The results of this study are presented using descriptive statistics, such as arithmetic mean and standard deviation. The two-tailed unpaired Student’ t test was used to compare means between the two groups. It was considered that 95% confidence interval contains the true difference between the means (P < 0.05). An F test was performed to prove that the data came from two groups that have identical standard deviations (and thus identical variances). The computer program used was Graphpad-Prism version 6.0e (La Jolla, CA, United States) for Mac OS X, 2015, and WinMDI 2.9 was used for flow cytometry. The statistical analyses were reviewed by a biomedical statistician. The IHC and optical microscopy were based on observational evaluation by an expert.

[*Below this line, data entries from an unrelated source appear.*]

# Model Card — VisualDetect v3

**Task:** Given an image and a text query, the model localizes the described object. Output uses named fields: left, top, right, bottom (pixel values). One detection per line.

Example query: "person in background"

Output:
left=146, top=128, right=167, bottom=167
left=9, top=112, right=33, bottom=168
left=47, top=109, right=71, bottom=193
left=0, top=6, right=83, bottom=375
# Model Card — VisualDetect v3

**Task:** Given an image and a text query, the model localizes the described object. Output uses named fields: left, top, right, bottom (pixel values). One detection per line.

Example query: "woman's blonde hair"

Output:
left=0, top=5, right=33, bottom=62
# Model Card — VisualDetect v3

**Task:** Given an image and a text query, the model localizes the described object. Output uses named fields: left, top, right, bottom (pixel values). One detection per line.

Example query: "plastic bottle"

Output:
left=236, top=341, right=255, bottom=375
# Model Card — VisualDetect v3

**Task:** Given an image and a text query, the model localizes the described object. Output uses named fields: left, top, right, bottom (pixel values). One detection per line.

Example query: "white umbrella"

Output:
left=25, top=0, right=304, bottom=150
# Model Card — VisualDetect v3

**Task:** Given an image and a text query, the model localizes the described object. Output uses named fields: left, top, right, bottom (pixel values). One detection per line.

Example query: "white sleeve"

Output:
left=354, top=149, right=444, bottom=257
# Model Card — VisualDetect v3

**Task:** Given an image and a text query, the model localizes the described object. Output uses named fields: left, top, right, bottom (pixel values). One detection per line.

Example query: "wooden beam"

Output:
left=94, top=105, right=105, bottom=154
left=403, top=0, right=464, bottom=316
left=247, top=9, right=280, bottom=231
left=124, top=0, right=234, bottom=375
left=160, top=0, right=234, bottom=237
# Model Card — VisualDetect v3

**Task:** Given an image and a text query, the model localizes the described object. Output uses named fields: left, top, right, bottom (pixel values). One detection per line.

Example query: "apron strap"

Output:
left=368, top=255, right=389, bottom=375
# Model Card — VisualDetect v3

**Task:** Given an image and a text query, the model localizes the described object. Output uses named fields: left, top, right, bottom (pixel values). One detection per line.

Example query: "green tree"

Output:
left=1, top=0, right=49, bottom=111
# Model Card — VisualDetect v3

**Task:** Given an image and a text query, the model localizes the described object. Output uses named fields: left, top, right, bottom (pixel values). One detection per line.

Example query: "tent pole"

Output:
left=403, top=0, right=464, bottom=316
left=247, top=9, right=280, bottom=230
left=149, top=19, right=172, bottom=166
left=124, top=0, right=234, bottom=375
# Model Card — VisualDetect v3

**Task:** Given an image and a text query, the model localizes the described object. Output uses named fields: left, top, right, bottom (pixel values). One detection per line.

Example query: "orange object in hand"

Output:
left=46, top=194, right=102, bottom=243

Plasma ALT and AST levels were significantly higher in the EDG than in the CDG. The mean ALT in the EDG was 61.70 ± 4.16 U/L compared with 28.10 ± 4.06 U/L in the CDG (P < 0.0001). AST in the EDG was 238.30 ± 15.85 U/L and 179.20 ± 13.86 U/L in the CDG (P = 0.0117).
Flow cytometry revealed a significantly higher percentage of nonviable cells in the EDG compared with the CDG (30.85% ± 2.20% and 13.22% ± 1.43%, respectively; P < 0.0001).
In the EDG, the percentages of nonviable cells were 11.67% ± 1.12% for early apoptosis, 12.07% ± 1.11% for late apoptosis, and 7.11% ± 0.44% for non-apoptotic death. In the CDG, the comparable values were 3.73% ± 0.50% for early apoptosis, 5.67% ± 0.72% for late apoptosis, and 3.82% ± 0.28% for non-apoptotic death (Figure (Figure11).
When comparing the nonviable cells in the two groups, only the mean percentage of early apoptosis was statistically significant (Table (Table33).
Considering only non-apoptotic death and total apoptosis (early + late), the EDG demonstrated 23.99% ± 2.12% non-apoptotic death and 76.01% ± 2.12% total apoptosis (P < 0.0001); the CDG exhibited 29.20% ± 1.29% non-apoptotic death and 70.80% ± 1.29% total apoptosis (P < 0.0001).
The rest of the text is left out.